Speaker
Description
Protons and neutrons within atomic nuclei undergo intense, fleeting encounters driven by the strong, short-distance component of the nuclear force. These interactions generate close-proximity pairs known as short-range correlations (SRCs), which represent a fundamental yet poorly understood aspect of nuclear structure. While the properties of SRCs have been extensively characterized in cold nuclear matter, our understanding of their behavior under extreme high temperature conditions remains largely unexplored. Here, we introduce correlated nucleon configurations into relativistic heavy-ion collisions, treating quark–gluon plasma (QGP), a state of matter believed to have existed microseconds after the Big Bang, as a diagnostic tool. Our results show that these correlations induce substantial modifications to event-by-event geometry, which are quantitatively identified through higher-order moments of the transverse profile.
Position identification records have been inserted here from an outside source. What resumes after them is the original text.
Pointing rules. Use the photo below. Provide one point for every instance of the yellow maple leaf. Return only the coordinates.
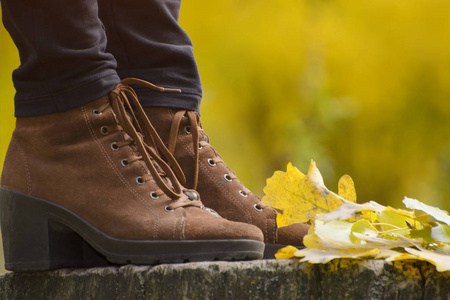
(299, 197)
(346, 188)
(286, 252)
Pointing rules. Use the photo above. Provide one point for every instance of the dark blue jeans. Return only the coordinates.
(75, 51)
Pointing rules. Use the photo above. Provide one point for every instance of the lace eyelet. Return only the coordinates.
(191, 195)
(114, 146)
(167, 209)
(257, 207)
(139, 180)
(104, 130)
(228, 178)
(242, 193)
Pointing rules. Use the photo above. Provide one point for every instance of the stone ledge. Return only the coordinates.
(263, 279)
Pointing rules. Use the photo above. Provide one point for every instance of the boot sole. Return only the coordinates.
(39, 235)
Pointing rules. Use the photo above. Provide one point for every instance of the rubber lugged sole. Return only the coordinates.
(40, 235)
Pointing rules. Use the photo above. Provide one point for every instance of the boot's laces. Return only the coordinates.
(200, 141)
(135, 123)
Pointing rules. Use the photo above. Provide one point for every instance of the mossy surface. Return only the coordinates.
(264, 279)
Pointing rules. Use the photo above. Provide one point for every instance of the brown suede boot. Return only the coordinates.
(216, 182)
(82, 184)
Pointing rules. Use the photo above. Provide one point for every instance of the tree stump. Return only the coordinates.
(261, 279)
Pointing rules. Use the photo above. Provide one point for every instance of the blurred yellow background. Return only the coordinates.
(361, 87)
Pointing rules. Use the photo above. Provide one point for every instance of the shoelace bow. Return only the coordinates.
(135, 123)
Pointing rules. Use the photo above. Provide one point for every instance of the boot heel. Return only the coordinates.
(32, 241)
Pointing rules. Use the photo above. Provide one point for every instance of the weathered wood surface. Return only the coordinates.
(263, 279)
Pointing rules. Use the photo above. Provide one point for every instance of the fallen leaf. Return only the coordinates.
(346, 188)
(442, 262)
(348, 209)
(437, 213)
(299, 197)
(286, 252)
(319, 256)
(441, 233)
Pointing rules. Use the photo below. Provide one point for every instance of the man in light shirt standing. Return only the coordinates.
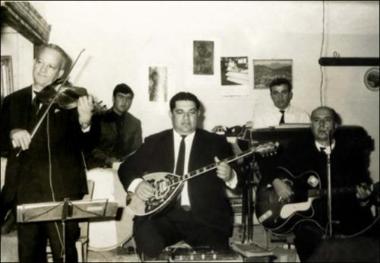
(281, 112)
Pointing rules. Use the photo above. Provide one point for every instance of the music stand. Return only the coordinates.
(251, 177)
(66, 210)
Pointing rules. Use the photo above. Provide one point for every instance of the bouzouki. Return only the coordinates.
(281, 216)
(167, 186)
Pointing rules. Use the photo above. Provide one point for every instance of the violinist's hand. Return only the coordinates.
(249, 125)
(362, 191)
(223, 170)
(282, 189)
(20, 138)
(85, 109)
(144, 191)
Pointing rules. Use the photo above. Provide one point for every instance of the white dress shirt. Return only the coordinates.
(185, 200)
(326, 149)
(267, 116)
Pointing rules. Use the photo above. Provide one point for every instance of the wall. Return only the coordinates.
(15, 45)
(122, 39)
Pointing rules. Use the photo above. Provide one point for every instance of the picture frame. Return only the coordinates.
(6, 76)
(371, 79)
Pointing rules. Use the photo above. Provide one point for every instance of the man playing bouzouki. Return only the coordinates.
(349, 168)
(201, 215)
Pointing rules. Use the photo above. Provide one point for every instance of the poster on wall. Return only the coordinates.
(265, 70)
(234, 71)
(158, 88)
(203, 57)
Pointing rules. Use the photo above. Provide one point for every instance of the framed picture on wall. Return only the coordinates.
(6, 76)
(203, 57)
(265, 70)
(158, 88)
(234, 71)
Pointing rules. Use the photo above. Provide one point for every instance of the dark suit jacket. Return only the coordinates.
(110, 143)
(206, 192)
(349, 167)
(28, 176)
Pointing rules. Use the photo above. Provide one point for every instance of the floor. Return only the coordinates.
(257, 250)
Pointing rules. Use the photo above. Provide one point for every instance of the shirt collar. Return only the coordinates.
(179, 136)
(327, 149)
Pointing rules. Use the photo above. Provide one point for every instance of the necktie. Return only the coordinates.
(181, 157)
(35, 104)
(282, 120)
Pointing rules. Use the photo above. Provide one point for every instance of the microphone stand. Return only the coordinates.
(329, 194)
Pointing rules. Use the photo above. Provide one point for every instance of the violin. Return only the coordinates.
(66, 97)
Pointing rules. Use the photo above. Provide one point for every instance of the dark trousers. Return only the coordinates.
(153, 235)
(32, 241)
(307, 238)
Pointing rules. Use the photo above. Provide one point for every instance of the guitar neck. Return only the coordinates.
(341, 190)
(212, 166)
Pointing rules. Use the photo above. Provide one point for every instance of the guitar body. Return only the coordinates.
(282, 216)
(167, 188)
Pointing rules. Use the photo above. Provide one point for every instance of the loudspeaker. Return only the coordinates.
(359, 249)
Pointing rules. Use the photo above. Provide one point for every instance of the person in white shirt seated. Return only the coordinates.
(281, 112)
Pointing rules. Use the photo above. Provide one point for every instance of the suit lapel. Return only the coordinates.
(168, 140)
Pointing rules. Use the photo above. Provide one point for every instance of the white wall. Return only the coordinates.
(12, 43)
(122, 39)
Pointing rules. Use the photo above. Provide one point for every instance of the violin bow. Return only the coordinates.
(35, 129)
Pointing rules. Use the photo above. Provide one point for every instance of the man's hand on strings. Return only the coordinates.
(144, 191)
(20, 138)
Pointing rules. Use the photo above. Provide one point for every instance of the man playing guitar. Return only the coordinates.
(349, 168)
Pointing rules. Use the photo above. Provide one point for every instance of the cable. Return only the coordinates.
(322, 99)
(363, 230)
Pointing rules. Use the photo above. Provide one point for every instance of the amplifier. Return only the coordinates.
(190, 255)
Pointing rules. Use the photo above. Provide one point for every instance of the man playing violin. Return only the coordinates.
(349, 169)
(48, 166)
(201, 215)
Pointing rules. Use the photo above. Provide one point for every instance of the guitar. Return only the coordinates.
(167, 186)
(281, 216)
Most significantly, the magnitude of SRCs exhibits a linear scaling with both nucleon number and average nuclear density, providing a striking and independent evidence for the scaling law in deep inelastic electron-scattering. By linking microscopic short-range configurations to the macroscopic QGP matter, these fndings reveal a universal emergence of short-range structural effects across vastly different energy scales from low energy electron-scattering to relativistic heavy-ion collisions.